Just off Hunter Lane, lives hunter Rob Heim.

“So, this is one that I got with my nephew in Clearfield County two years ago,” Heim said showing a rare 9-point buck.

Although Heim says he’s more likely to bag a doe which is why he tried to bag a doe license the first day they were on sale, using the state’s new online system.

“I was 48,000th in line,” Heim said. “I think it took about 10 hours to progress through the website and finally was able to make the purchase.”

Heim was one of 166,000 to get a license on day one. That number was just 30,000 last year. A first-day stampede that disappeared by day two.

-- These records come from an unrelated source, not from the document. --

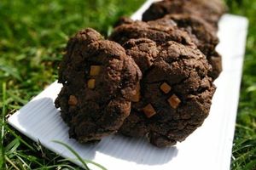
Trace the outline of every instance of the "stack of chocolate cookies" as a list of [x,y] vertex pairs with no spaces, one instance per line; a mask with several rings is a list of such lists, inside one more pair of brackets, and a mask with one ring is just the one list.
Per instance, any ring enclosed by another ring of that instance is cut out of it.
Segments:
[[81,143],[119,133],[158,147],[184,140],[208,116],[221,72],[220,0],[164,0],[143,20],[121,18],[105,40],[79,31],[59,69],[55,106]]

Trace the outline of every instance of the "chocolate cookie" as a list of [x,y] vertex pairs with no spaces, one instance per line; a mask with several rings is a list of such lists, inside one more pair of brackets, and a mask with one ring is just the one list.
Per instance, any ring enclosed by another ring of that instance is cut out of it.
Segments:
[[211,76],[216,79],[222,71],[222,65],[221,56],[215,50],[218,38],[212,27],[202,19],[189,14],[167,14],[156,21],[168,23],[168,20],[174,20],[177,27],[189,34],[194,43],[207,56],[212,65]]
[[61,62],[55,100],[69,135],[81,143],[100,140],[122,125],[142,73],[125,49],[92,29],[77,33]]
[[[168,23],[166,23],[168,22]],[[189,35],[177,27],[174,21],[143,22],[136,20],[125,22],[117,26],[109,39],[123,45],[132,38],[148,38],[157,44],[166,43],[167,41],[175,41],[196,48]]]
[[[184,140],[203,123],[215,87],[207,76],[211,66],[200,50],[169,41],[159,47],[157,57],[154,57],[154,46],[144,39],[125,44],[127,53],[136,56],[143,76],[131,114],[119,132],[147,137],[154,145],[164,147]],[[150,64],[141,65],[138,56]]]
[[143,20],[154,20],[169,14],[188,14],[202,18],[217,28],[225,11],[221,0],[163,0],[153,3],[143,14]]

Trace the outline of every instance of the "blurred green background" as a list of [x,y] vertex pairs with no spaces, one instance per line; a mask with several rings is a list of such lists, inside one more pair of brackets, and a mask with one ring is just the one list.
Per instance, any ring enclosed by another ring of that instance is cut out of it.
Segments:
[[[107,36],[119,16],[129,16],[143,2],[0,1],[0,169],[79,168],[16,132],[7,125],[6,117],[56,79],[70,36],[84,27]],[[256,169],[256,1],[226,3],[230,13],[250,20],[230,166]]]

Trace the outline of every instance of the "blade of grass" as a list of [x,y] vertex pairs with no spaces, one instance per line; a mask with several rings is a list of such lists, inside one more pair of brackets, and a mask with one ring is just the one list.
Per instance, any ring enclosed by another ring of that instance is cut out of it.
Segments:
[[15,169],[16,169],[16,170],[20,170],[19,167],[17,167],[16,166],[15,166],[15,164],[11,161],[11,160],[9,160],[7,156],[5,156],[5,159],[6,159],[6,161],[9,163],[9,164],[11,164],[11,166],[15,168]]
[[5,117],[5,113],[6,113],[6,106],[5,106],[5,99],[6,99],[6,83],[3,82],[3,108],[2,108],[2,117],[0,118],[1,120],[1,134],[0,134],[0,167],[3,167],[4,166],[5,162],[5,156],[4,156],[4,148],[3,148],[3,138],[4,138],[4,117]]

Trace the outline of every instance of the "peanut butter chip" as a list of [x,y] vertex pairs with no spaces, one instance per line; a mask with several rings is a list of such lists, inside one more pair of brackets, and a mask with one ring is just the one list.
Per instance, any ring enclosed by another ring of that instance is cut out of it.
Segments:
[[165,94],[168,94],[168,93],[171,91],[172,88],[171,88],[171,86],[169,86],[166,82],[164,82],[164,83],[161,84],[160,89],[161,89]]
[[100,74],[101,66],[100,65],[91,65],[90,69],[90,76],[95,76]]
[[137,84],[136,87],[136,94],[134,96],[131,97],[131,101],[132,102],[139,102],[140,101],[140,97],[141,97],[141,88],[140,85]]
[[148,104],[148,105],[146,105],[143,109],[143,110],[148,118],[150,118],[151,116],[153,116],[154,115],[156,114],[156,112],[155,112],[154,107],[151,105],[151,104]]
[[171,107],[172,107],[173,109],[177,109],[181,100],[177,97],[177,95],[173,94],[169,98],[168,102]]
[[70,95],[68,99],[69,105],[76,105],[78,104],[78,99],[74,95]]
[[87,87],[88,88],[93,89],[95,88],[95,79],[90,79],[87,82]]

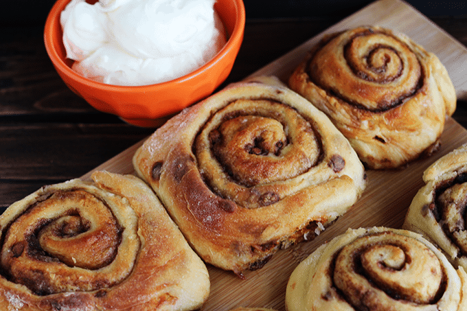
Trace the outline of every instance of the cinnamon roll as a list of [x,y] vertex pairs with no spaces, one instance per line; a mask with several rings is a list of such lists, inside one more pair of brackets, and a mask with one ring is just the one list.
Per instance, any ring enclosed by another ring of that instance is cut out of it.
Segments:
[[437,57],[378,26],[325,36],[288,84],[325,112],[374,169],[400,167],[436,150],[456,106]]
[[366,185],[345,137],[273,77],[183,111],[133,164],[201,258],[239,275],[319,233]]
[[92,178],[44,186],[0,216],[0,310],[199,308],[207,270],[152,190]]
[[415,233],[348,229],[292,273],[288,311],[466,310],[467,274]]
[[404,227],[426,235],[454,264],[467,268],[467,144],[430,165],[423,181]]

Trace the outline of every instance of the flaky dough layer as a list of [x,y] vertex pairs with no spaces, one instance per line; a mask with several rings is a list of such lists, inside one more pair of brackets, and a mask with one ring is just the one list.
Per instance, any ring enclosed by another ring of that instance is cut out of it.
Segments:
[[456,106],[437,57],[378,26],[326,36],[288,84],[326,113],[371,168],[398,168],[429,154]]
[[454,264],[467,268],[467,144],[430,165],[423,181],[425,185],[412,200],[403,226],[424,234]]
[[0,217],[0,310],[190,310],[207,270],[152,189],[96,172],[45,186]]
[[366,185],[328,117],[273,77],[184,110],[133,164],[200,256],[238,274],[319,233]]
[[467,274],[421,235],[385,227],[349,229],[292,273],[288,311],[462,310]]

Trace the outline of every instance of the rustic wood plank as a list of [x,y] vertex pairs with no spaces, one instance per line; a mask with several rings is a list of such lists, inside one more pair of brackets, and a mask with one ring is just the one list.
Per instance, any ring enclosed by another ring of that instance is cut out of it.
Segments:
[[[422,25],[416,27],[416,32],[411,31],[414,25],[411,23],[403,23],[401,16],[411,16],[413,21]],[[443,42],[440,47],[426,42],[429,48],[442,54],[442,60],[454,75],[457,90],[462,93],[464,88],[464,77],[459,73],[467,68],[464,62],[465,47],[454,41],[451,36],[438,28],[424,16],[419,15],[405,3],[398,0],[381,0],[372,3],[356,14],[332,26],[325,32],[343,29],[352,25],[359,25],[363,21],[378,21],[380,25],[393,28],[409,30],[409,34],[415,35],[422,44],[427,38],[420,32],[429,32],[430,38],[435,37]],[[406,28],[407,27],[407,28]],[[410,28],[410,29],[409,29]],[[294,66],[301,60],[301,56],[308,49],[308,45],[318,40],[314,37],[297,49],[272,62],[270,65],[256,71],[253,75],[277,74],[284,78]],[[446,54],[447,51],[447,54]],[[455,55],[455,57],[450,57]],[[450,62],[459,61],[456,65]],[[449,65],[451,66],[449,66]],[[460,68],[457,68],[456,66]],[[459,89],[460,88],[460,89]],[[368,185],[363,197],[337,222],[327,229],[315,240],[301,243],[288,250],[280,251],[262,269],[249,273],[247,279],[240,279],[231,273],[221,270],[208,266],[212,281],[211,295],[203,310],[227,310],[234,307],[260,306],[284,310],[286,284],[293,268],[312,251],[323,242],[337,234],[345,231],[349,227],[387,226],[400,227],[403,222],[407,209],[415,192],[422,186],[423,171],[439,157],[446,154],[463,143],[467,142],[467,130],[461,126],[453,118],[449,118],[441,137],[440,150],[428,159],[420,159],[402,170],[375,171],[369,170]],[[131,158],[138,143],[125,152],[100,165],[98,170],[109,170],[115,172],[133,172]],[[88,178],[89,174],[83,176]]]

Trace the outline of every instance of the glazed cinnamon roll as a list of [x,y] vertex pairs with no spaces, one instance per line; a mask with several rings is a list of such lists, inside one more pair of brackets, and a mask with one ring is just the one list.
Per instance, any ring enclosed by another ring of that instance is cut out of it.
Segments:
[[430,165],[423,181],[404,227],[425,234],[453,264],[467,268],[467,144]]
[[133,163],[200,256],[239,275],[319,233],[366,185],[345,137],[272,77],[184,110]]
[[0,217],[0,310],[190,310],[204,263],[152,189],[95,172],[43,187]]
[[413,232],[348,229],[301,262],[287,284],[288,311],[463,310],[467,274]]
[[431,154],[456,106],[454,87],[436,56],[380,27],[326,36],[288,84],[325,112],[375,169]]

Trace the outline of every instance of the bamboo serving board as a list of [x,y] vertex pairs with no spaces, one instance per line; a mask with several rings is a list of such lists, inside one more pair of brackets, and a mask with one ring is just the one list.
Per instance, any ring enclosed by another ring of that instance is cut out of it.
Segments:
[[[361,25],[379,25],[405,33],[435,53],[446,66],[459,98],[467,97],[467,49],[412,7],[400,0],[374,2],[319,35],[275,60],[251,76],[275,75],[286,81],[309,48],[325,34]],[[367,171],[368,184],[362,198],[334,224],[311,242],[280,251],[264,268],[240,279],[229,272],[208,265],[211,293],[203,310],[229,310],[244,307],[285,310],[288,277],[301,260],[319,245],[348,228],[385,226],[400,227],[415,193],[422,187],[422,174],[433,161],[467,142],[467,130],[449,118],[441,137],[441,149],[428,159],[416,161],[402,170]],[[142,141],[96,168],[120,174],[134,174],[132,157]],[[88,179],[91,172],[83,176]]]

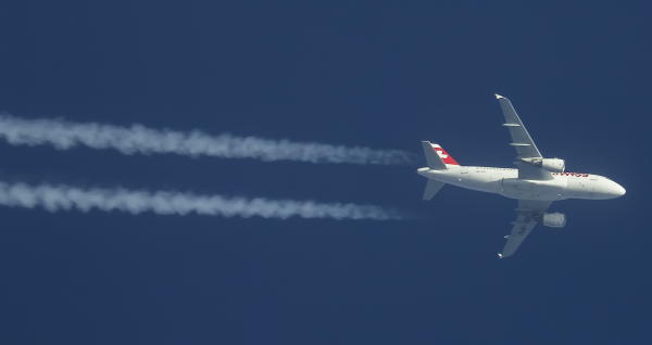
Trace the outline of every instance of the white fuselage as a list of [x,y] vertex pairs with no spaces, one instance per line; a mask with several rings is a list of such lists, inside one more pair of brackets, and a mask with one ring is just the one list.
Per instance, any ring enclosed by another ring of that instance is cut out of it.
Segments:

“There were people who waited maybe 10 hours for a license and people the next day who were getting a license in 5 minutes,” PA Game Commission spokesman Travis Lau said. “And it’s the same license.”

Because doe licenses are limited and it’s first come first served, hunters were spooked into thinking they needed to get them right away. Turns out they didn’t, and Lau says, like the sport itself, patience pays off.

“What we’re hoping to see is there won’t be a ten-hour wait next year because we’ll have hunters voluntarily waiting on their own for an easier time for them to buy,” Lau said.

“We clearly were not prepared,” Senator Greg Rothman (R-Cumberland/Dauphin/Perry) said.

Rothman chairs the Game and Fisheries Committee and heard from lots of angry hunters.

“You can go on Amazon and buy something to have it delivered this afternoon,” Rothman said. “We ought to have the same. The hunters deserve that in Pennsylvania.”

Heim was happy to get his licenses this week but wonders why they’re coming from a business in another state. He researched the company.

“They have locations in many different states, but Pennsylvania’s not one of them,” Heim said. “But that’s who Pennsylvania chose to do business with. I think Pennsylvania money should stay in Pennsylvania.”

However, that is not as easy to do.

“As a government agency, we’re limited to go with the lowest bidder,” Lau said.

Lau says that’s Tyler Technologies of Texas which has a 10-year deal and gets 97 cents a license and is good for a couple of million dollars a year. He says no Pennsylvania companies angled for the business.

While acknowledging things have gotten better recently, Senator Rothman promises a hearing in the fall to find out what went wrong and why.